В качестве одного из популярных объяснений этого феномена имеется точка зрения Э. Паллиблэнка о возможности вторжения в район среднего течения Хуанхэ небольшого числа воинов-колесничих, которые затем смешались с местным монголоидным населением и антропологически в нем бесследно растворились (Pulleyblank, 1966; Васильев, 1976, с. 301). Возможно, «экспорт оружия» был осуществлен и каким-то иным путем. В азиатских степях конный экипаж на колесах со спицами был известен по крайней мере с XVI в. до н. э., как свидетельствуют об этом раскопки некрополя военной знати степных скотоводов в советском Зауралье. На середину II тыс. до н. э. приходится широкое распространение в степях Казахстана, Южной Сибири и Киргизии племен с культурой андроновского типа, которым этот вид повозки был хорошо знаком, так же как и бронзовое оружие. Тип конной колесницы мог быстро распространиться и дальше по степной зоне, как об этом как будто свидетельствуют наскальные рисунки Монголии. Однако, если даже кучка воинственных степняков-скотоводов и проникла в долину Хуанхэ, этого было, разумеется, совершенно недостаточно для появления там феномена цивилизации.
Если Э. Паллиблэнк и некоторые другие сторонники западных импульсов в эволюции древнекитайского очага первых цивилизаций склонны выводить шанских правителей с запада, то недавно была высказана прямо противоположная точка зрения. Чжан, указывая на некоторые культурные параллели с традициями шаньдунского классического Лушаня, допускает приход шанской династии из восточных районов (Chang Kwang-Chin, 1980, p. 345).

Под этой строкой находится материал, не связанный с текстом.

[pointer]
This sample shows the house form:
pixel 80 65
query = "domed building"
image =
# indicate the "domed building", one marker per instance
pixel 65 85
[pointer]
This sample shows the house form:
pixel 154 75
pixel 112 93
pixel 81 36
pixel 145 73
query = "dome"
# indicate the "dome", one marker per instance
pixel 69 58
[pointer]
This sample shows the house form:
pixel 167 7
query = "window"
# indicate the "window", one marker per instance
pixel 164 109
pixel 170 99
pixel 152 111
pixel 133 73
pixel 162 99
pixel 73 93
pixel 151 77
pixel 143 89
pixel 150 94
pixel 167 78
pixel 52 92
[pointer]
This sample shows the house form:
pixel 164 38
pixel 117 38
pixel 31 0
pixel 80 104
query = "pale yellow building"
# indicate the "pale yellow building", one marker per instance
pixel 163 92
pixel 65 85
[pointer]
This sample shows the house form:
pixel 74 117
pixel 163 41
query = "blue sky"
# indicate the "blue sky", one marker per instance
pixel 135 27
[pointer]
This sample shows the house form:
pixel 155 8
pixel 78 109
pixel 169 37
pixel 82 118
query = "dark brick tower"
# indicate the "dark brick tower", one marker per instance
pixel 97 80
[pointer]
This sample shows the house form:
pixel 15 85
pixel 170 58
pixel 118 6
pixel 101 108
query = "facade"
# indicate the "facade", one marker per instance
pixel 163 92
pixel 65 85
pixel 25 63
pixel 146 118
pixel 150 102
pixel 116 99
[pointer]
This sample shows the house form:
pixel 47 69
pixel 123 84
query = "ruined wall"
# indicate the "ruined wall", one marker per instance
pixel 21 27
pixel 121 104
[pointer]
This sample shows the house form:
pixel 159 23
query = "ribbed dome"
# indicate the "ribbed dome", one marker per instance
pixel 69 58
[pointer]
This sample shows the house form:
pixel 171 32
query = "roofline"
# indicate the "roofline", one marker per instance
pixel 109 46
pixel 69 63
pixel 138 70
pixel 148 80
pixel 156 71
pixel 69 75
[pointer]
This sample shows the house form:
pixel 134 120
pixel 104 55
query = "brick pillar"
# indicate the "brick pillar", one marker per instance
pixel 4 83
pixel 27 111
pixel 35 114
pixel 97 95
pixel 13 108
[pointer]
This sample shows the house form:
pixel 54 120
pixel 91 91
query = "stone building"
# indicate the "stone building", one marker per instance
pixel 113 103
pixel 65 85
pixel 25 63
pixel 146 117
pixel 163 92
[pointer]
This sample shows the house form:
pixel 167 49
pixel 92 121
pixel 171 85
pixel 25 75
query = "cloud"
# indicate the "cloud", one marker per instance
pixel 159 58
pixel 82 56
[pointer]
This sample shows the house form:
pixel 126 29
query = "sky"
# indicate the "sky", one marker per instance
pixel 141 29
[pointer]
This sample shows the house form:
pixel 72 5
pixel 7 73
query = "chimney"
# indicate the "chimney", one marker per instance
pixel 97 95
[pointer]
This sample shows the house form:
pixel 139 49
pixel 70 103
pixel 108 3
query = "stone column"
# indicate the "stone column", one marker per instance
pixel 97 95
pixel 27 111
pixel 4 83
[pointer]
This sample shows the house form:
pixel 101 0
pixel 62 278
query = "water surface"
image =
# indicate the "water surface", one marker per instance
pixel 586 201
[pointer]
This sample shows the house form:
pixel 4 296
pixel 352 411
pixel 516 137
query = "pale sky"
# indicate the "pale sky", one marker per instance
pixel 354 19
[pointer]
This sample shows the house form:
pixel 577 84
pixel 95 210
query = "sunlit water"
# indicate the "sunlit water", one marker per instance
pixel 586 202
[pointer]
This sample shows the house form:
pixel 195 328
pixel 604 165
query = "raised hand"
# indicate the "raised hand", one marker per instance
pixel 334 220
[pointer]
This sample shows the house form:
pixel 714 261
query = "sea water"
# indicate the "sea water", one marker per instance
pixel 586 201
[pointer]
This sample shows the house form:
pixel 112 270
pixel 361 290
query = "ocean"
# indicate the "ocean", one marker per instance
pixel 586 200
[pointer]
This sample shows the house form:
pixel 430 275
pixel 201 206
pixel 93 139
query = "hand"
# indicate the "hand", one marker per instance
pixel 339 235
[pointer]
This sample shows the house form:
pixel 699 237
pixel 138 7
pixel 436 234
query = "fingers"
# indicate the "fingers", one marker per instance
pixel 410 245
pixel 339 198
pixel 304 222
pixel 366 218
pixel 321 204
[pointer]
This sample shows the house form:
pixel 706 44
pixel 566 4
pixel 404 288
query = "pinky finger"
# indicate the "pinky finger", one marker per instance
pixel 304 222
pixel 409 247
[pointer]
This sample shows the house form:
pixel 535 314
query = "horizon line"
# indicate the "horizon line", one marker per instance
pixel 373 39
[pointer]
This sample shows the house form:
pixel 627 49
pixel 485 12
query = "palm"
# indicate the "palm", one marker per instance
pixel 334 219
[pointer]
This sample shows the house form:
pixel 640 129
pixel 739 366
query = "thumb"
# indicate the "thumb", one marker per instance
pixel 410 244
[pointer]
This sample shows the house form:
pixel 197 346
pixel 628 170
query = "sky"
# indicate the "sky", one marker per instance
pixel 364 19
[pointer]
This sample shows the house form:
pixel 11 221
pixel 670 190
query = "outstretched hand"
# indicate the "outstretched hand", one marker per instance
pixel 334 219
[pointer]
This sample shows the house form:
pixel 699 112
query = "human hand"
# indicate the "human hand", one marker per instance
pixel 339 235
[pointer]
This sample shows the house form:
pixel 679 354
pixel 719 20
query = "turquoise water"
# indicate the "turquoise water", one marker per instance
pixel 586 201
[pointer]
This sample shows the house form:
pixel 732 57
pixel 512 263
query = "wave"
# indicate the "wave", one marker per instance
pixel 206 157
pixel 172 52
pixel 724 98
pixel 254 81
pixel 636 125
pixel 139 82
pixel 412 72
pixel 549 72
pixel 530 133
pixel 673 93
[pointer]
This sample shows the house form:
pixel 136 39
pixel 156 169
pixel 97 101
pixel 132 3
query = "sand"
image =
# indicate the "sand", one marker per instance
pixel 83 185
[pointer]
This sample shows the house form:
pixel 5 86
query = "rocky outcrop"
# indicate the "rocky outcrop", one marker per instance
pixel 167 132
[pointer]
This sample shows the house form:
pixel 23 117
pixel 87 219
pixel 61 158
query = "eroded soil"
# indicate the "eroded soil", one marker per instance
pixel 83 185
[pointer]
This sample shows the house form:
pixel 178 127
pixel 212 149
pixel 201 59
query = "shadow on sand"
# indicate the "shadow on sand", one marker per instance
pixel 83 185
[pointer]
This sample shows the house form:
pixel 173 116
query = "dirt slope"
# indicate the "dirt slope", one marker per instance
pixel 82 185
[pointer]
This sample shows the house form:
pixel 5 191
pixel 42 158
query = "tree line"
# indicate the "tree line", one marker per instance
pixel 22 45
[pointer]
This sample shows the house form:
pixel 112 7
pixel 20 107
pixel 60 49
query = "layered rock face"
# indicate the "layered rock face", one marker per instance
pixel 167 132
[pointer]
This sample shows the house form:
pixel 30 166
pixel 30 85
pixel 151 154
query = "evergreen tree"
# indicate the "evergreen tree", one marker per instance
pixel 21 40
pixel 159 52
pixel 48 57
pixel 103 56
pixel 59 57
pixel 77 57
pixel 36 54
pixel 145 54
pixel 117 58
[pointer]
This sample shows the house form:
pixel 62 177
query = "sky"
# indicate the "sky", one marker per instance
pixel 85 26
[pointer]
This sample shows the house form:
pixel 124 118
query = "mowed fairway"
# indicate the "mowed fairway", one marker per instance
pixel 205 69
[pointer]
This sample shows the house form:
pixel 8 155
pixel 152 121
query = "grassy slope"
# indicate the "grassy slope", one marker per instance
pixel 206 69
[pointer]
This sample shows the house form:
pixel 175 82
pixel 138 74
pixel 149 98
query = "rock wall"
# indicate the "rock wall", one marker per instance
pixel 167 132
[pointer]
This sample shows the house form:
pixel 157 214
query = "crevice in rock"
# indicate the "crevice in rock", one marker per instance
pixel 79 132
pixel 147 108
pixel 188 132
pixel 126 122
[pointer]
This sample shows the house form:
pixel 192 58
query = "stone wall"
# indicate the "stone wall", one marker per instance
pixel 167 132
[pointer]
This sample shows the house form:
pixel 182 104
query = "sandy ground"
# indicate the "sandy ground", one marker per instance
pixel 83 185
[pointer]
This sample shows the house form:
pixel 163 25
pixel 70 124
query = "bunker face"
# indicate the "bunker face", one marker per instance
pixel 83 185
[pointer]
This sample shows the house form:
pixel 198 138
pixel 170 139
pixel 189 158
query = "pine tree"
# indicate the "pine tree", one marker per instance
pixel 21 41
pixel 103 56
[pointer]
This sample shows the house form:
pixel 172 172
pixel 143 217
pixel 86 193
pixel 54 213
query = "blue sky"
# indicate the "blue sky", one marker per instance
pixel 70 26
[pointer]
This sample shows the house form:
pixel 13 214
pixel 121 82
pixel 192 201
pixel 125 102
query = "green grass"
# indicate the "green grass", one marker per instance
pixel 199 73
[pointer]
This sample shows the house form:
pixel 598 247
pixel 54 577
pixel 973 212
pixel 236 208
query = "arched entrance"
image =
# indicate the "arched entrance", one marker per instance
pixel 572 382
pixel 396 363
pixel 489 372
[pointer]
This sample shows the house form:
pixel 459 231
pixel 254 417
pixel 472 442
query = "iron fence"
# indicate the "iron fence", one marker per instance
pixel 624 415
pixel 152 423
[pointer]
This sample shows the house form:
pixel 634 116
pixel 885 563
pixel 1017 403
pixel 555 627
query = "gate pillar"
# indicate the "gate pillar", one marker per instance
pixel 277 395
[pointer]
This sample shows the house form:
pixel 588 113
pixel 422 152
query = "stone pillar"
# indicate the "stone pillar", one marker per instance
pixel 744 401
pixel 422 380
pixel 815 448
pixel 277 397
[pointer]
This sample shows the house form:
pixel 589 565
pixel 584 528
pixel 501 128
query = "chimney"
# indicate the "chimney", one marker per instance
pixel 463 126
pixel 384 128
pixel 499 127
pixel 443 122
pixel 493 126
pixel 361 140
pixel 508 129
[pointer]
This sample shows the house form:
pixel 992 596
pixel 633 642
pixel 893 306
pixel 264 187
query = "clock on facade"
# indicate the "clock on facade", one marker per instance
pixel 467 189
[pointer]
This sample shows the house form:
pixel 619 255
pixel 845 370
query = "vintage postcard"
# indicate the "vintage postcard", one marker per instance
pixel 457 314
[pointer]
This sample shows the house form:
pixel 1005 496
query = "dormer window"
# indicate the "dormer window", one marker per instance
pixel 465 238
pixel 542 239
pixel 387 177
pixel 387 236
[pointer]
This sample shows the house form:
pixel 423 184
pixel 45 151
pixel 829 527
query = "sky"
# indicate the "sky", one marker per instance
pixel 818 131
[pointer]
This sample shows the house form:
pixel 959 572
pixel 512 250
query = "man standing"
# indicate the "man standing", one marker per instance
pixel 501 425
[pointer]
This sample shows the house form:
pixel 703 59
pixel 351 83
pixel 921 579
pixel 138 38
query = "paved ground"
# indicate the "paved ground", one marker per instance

Но все это не меняет основного фундаментального тезиса о том, что именно области по среднему течению Хуанхэ были исходной культурной, экономической и социальной базой иньской цивилизации как социокультурного комплекса. Эта цивилизация представляет собой региональный тип культуры, который в своем регионе послужил эталоном и образцом для целого ряда локальных формопроявлений. Сложившись как устойчивая структура в Хэнани, иньская цивилизация оказала стимулирующее воздействие на обширные ареалы, и уже раннеиньские и эрлиганские объекты или предметы, подражающие им, распространены на широкой территории от Пекина до Янцзы. Примечателен локальный центр Паньлун, недавно открытый на среднем течении Янцзы (Кучера, 1977, с. 110—112; Chang Kwang-Chin, 1980, p. 386—303). Здесь располагался небольшой укрепленный городок, занимающий площадь 290X260 м2. В центре городка находилось здание резиденции правителя, построенное по хэнаньским канонам, — на платформе с деревянными столбами-колоннами по периметру. По характеру могил можно говорить по крайней мере о трех социальных группах населения, причем гробницы элиты обложены деревом со следами росписи, а основное погребение покоится в деревянном гробу. В одной из гробниц было обнаружено 63 бронзовых изделия, в другой 22 ритуальных сосуда, повторяющих иньские образцы. Эта провинциальная реплика свидетельствует о доминирующем значении иньских эталонов, имеющих в глазах окружающих народов престижно-знаковый характер.